RFR: 8283232: x86: Improve vector broadcast operations [v8]

Tue Jul 26 12:32:16 UTC 2022

On Tue, 26 Jul 2022 08:04:55 GMT, Jatin Bhateja <jbhateja at openjdk.org> wrote:

>> src/hotspot/cpu/x86/c2_MacroAssembler_x86.cpp line 1662:
>> 
>>> 1660:       case 64: vmovups(dst, src, Assembler::AVX_512bit); break;
>>> 1661:       default: ShouldNotReachHere();
>>> 1662:     }
>> 
>> Vector Load/store from memory happens from dedicated ports, can you elaborate why this change will benefit.
>
>> Vector Load/store from memory happens from dedicated ports, can you elaborate why this change will benefit.
> 
> Above reference to section 3.5.5.2 also states that FP loads adds another cycle of latency,  but saving the cycles penalty due to bypass b/w FP and SIMD domains still holds good.
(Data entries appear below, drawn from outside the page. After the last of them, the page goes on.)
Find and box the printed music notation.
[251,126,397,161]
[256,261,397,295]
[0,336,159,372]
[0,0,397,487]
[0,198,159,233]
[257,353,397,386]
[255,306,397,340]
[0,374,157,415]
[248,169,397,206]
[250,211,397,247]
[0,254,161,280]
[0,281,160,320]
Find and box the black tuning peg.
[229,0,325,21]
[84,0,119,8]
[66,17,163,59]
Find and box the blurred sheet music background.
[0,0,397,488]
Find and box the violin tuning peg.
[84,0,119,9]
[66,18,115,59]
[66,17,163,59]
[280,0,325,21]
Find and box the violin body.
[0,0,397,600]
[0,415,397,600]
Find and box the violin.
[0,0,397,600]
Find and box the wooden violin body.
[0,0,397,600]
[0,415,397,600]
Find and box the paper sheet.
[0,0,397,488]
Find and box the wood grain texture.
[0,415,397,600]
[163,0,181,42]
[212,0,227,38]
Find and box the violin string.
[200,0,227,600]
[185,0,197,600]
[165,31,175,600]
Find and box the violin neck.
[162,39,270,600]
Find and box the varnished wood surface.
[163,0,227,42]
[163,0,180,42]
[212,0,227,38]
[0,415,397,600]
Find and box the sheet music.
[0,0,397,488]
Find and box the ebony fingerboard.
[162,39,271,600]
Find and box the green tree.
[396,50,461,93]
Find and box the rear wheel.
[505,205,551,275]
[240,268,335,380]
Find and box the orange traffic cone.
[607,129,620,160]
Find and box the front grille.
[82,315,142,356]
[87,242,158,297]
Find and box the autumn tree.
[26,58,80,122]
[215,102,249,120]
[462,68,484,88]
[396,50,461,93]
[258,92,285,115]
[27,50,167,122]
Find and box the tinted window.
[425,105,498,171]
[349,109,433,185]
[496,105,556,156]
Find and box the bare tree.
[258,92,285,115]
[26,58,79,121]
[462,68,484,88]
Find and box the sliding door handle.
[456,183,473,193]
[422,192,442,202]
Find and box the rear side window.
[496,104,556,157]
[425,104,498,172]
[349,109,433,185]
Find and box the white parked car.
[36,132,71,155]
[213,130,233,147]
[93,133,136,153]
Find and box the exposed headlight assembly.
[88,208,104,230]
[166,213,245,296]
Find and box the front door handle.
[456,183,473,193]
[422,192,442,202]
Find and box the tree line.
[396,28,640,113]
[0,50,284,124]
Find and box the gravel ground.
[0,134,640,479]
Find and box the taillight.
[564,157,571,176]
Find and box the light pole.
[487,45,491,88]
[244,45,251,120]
So may be for load there is no pressing need and existing load vector handling can be kept as it is.
> 
> Overall savings from constant table size reductions are very impressive.  Thanks.

Thanks for your sharing, I have reverted the change here

-------------

PR: https://git.openjdk.org/jdk/pull/7832